Lactococcus lactis subsp. lactis transformed with Plasmid ss80 (encoding the production and secretion of TEM beta-lactamase) was used for the delivery of beta-lactamase through the C-33A (cervix cell) monolayer. The viability of the cell monolayers co-cultured with L. lactis was examined by the trypan blue exclusion method. The integrity of the monolayers was monitored by measuring the transport of mannitol and propranolol as well as the transepithelial electrical resistance. The transport rate of beta-lactamase through C-33A monolayer was increased by four- and nine-folds (p < 0.05) at the first hour by the transformed L. lactis compared to the free solution with or without presence of the untransformed L. lactis, respectively. This increase was gradually diminished after the 1st hour: it became 30 and 50% (p < 0.05) at 10 h. The presence of the untransformed L. lactis with free solution delivery also increased the transport rate by 100% at 1 h (p < 0.05) and 15% at 10h (p>0.05). The increase in transport rate by the transformed L. lactis is most probably due to the concentrate of beta-lactamase on C-33A monolayer. When co-cultured with the L. lactis, the C-33A cell viability and the monolayer TEER remained steady for 10 h. The presence of L. lactis did not change the transport of propranolol and mannitol through the monolayers. In conclusion, the transformed L. lactis significantly (p < 0.05) increased the transport of beta-lactamase through the cervical monolayers, indicating probiotic bacteria delivery may be a promising approach for protein delivery through the vagina.

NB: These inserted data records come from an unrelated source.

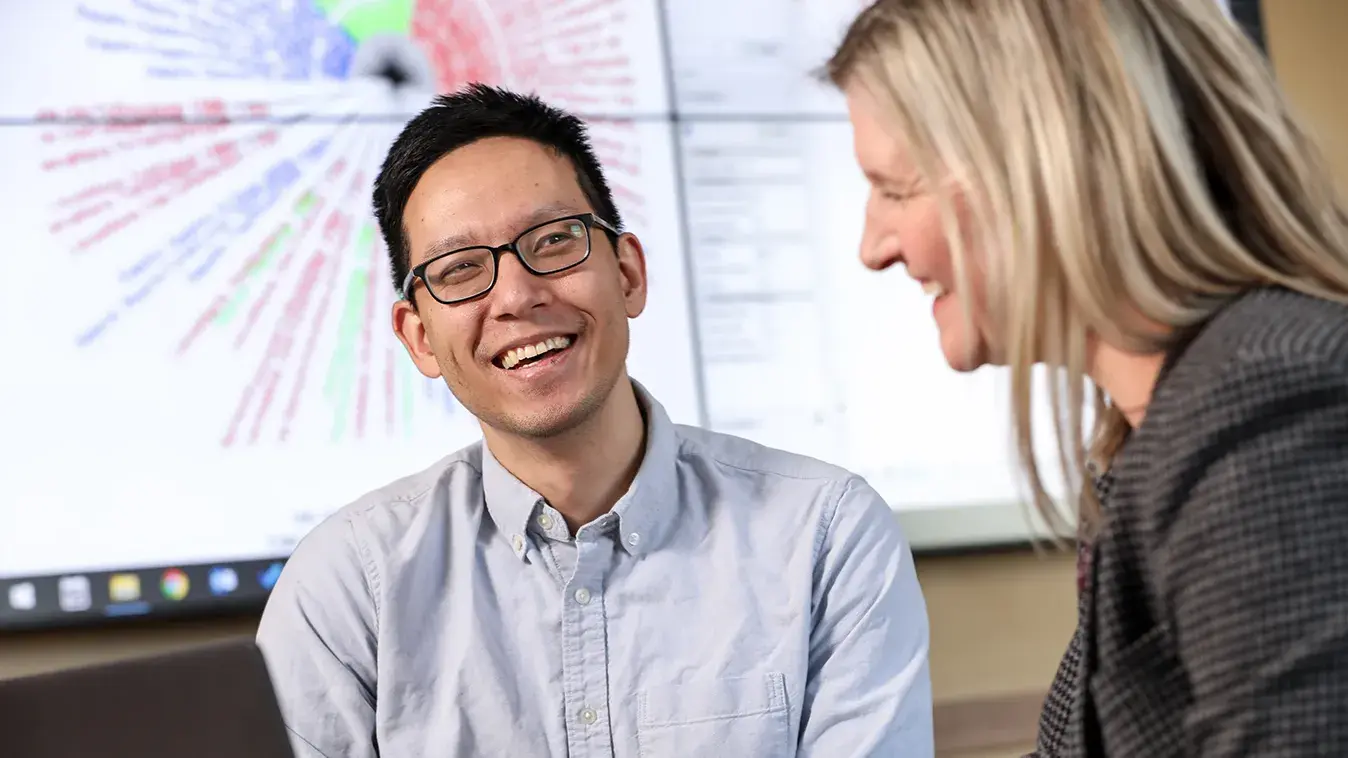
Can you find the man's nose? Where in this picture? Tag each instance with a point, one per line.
(516, 287)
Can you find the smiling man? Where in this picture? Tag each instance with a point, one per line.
(591, 579)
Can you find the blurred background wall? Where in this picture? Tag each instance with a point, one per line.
(999, 621)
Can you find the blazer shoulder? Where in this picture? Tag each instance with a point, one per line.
(1263, 359)
(1273, 327)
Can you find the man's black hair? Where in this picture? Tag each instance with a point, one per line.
(460, 119)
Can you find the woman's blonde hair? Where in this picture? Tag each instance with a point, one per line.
(1130, 167)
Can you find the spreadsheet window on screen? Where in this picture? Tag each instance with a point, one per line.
(194, 310)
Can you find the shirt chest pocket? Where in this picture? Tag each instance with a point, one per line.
(744, 716)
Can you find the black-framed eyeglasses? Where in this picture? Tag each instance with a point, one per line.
(471, 271)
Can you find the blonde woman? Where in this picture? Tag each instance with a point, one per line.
(1115, 189)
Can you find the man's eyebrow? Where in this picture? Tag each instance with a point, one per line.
(468, 239)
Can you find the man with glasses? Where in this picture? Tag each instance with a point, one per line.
(589, 579)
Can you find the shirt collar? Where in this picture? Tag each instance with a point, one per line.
(643, 514)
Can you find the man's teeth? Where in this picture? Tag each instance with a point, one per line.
(512, 356)
(933, 289)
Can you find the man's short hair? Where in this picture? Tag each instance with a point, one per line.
(460, 119)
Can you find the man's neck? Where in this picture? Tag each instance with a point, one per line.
(584, 471)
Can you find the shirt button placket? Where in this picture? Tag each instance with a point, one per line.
(585, 650)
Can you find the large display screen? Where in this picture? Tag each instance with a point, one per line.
(194, 301)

Normal flora: living vehicles for non-invasive protein drug delivery.

Feasibility to use probiotic bacteria as a living protein delivery system through oral route was assessed in vitro. Lactococcus lactis transformed with a plasmid to express and secret beta-lactamase was used to deliver beta-lactamase through Caco-2 monolayer, an intestine epithelium. Transport of beta-lactamase through Caco-2 monolayer was carried out in the transwells. The viability and integrity of the cell monolayers co-cultured with L. lactis was examined by trypan blue exclusion method and by measuring the transport of mannitol and propranolol as well as the transepithelial electrical resistance (TEER). Results show that it is feasible to use cell culture technique to evaluate the drug delivery by normal flora. The transport rate of beta-lactamase when delivered by L. lactis was 2.0 +/- 0.1 x 10(-2)h(-1) (n = 9) and through free solution form was 1.0 +/- 0.1 x 10(-2)h-1. When co-cultured with L. lactis, Caco-2 cell viability decreased to 98, 96, and 94% at 6, 8, and 10h, respectively. Transport of mannitol through Caco-2 cell monolayer was significantly increased and the transport of propranolol through Caco-2 cell monolayer was significantly decreased in the presence of L. lactis. Increase in the amount of protein delivered is probably due to the concentrate of the protein by L. lactis on the monolayer (absorption surface) and the opening of the tight junction of Caco-2 monolayer by L. lactis.